I do however think that the meta point, which is the existence of an API that allows users to create third-party clients and the proof-of-concept of GW makes a large difference of whether we should move to the new codebase, since it does make a much deeper level of customization possible.
I’m not. And I have given up on many comments because commenting on Android has been broken. It appears to be almost working right now, except the text is flowing outside the comment box. :S
Pushing a fix for that tonight! Sorry about that!
Which users you talk to is going to be such a biased sample though. I would expect lurkers both to be more likely to use lesserwrong and to be a majority of overall users.
I don’t have strong intuitions about whether this applies to commenting though—it’s plausible it doesn’t.
I don’t know about other people but I’m not sure what half of that means.
Ah, sorry.
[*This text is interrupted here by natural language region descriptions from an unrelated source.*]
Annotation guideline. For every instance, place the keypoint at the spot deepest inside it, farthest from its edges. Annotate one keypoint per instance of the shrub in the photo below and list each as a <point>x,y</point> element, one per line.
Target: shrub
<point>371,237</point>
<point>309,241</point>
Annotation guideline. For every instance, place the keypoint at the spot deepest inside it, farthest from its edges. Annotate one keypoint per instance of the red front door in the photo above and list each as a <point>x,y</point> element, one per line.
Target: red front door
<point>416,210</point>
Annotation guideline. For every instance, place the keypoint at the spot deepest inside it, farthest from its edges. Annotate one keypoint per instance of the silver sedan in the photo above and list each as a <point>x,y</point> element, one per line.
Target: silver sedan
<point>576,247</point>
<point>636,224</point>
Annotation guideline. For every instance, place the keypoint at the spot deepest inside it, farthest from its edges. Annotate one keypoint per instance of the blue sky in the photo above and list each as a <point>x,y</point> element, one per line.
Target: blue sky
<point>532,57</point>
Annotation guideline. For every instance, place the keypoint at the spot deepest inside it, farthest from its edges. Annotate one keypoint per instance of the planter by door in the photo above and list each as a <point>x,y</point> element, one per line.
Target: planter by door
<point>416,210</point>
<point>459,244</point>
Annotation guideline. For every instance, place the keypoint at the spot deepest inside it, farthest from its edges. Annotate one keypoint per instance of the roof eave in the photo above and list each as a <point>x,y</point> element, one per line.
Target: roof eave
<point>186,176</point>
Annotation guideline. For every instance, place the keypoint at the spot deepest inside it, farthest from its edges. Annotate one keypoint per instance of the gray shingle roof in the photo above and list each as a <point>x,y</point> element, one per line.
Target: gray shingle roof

Let me clarify:
We have our current editor, which is a what-you-see-is-what-you-get editor that automatically tries to translate markdown you enter into bold. e.g. if you type <asterisk> text <asterisk> then as soon as you press space after the second asterisk, the text gets bolded and the asterisks disappear. This both preserves the WYSIWYG abstraction, while also allowing people to style their content via markdown.
But this also leads to the majority of bugs people have been experiencing with the editor. Sometimes when people post links with underscores, the underscores get translated as italics, and then the link breaks because the underscores disappear, which is what happened in the above comment. And so one option that would remove a lot of bugs from the editor would be to deactivate that automatic markdown parsing.
My understanding is that the single thing that causes most annoyance about the comment composer is that pasting in a URL with underscores in it tends to have horrible results. I agree that that’s really bad, but note that there is a fairly decent workaround: enter some link text, select it, and then paste the URL into the URL-specific box.
(For the avoidance of doubt: I know Sniffnoy knows this, not least because the first URL in the parent of this comment is to a comment from Sniffnoy containing a link made in that way.)